Oral Histories of Homelessness

As I walk past Union Station in Washington, DC, just as when I used to walk towards Ogilvie Transportation Center in Chicago, homeless people talk to me, ask me questions, wish me a good Tuesday, and bless me whether I help them or not, whether I look at them or not. With every encounter and every refusal to help, I am plagued with ethical questions that haunt me for the rest of the day. If I choose to be part of this society, then should I accept its injustice or do something about it?

This photo of Carla, Ron and their children was part of the traveling exhibit Homelessness Is My Address, Not My Name organized by Margaret Miles. Courtesy of the Oral History of Homelessness Project.

This photo of Carla, Ron and their children was part of the traveling exhibit Homelessness Is My Address, Not My Name organized by Margaret Miles. Courtesy of the Oral History of Homelessness Project.

A New York Times editorial recently discussed the impact of cuts to federal programs on families and individuals without stable housing. Two numbers were striking: 70,000 families who received rent vouchers last year did not receive them this year, and 60,000 people were removed from housing and emergency shelter programs this year because of the cuts.

For the April issue of Perspectives on History, I talked to historians who have collected oral histories of homeless or formerly homeless people. Dan Kerr, at American University, told me about transforming the process of collecting oral history so that it mobilizes individuals to organize and address common problems together. Louise Edwards-Simpson, at St. Catherine University, found female students at her university who were either currently or previously homeless.

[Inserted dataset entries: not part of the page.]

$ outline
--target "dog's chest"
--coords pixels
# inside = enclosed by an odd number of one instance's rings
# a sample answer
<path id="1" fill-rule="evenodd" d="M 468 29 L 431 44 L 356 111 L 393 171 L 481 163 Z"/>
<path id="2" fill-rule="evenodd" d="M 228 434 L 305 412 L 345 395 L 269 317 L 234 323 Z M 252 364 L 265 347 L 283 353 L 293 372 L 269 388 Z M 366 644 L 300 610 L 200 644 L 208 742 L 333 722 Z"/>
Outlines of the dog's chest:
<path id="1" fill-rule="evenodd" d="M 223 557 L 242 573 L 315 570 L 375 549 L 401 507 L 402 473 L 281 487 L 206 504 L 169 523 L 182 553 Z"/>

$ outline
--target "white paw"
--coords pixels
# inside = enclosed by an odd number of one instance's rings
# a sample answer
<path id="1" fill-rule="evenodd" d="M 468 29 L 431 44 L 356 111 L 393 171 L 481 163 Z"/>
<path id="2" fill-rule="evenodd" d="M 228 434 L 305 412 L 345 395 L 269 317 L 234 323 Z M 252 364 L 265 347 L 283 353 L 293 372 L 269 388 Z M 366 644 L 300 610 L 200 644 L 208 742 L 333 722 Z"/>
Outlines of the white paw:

If we want to address this problem, we need to understand its history and causes. My conversations with the historians who work on this issue taught me something that I did not expect. What I see when I see a homeless person is not their history and the resilience, resourcefulness, or courage that gets that person through each day, but my own fear that I might someday be alone, sick, and with nowhere to go. Another lesson I learned is that the faces I associate with homelessness are not representative. The people I see every day are a very small subset of a great variety of people who do not have a place to call home. I thought I knew what homelessness looks like, but I did not.

Homeless people are not hopeless people. They have voices, they take action, and they make choices to get out of harrowing circumstances—as I learned by talking to a woman who was herself homeless before she started college.

The scholars and activists I talked to are realistic and optimistic. They have found ways to integrate addressing this national problem into their daily lives by making it the focus of their scholarship. They are seeing tangible results, because their work has direct impact on the decisions of homeless people, nonprofits, and voting citizens.

I have not yet found the answers to the questions I ask myself as I walk towards the Union Station Metro, but this article is my first step towards facing them.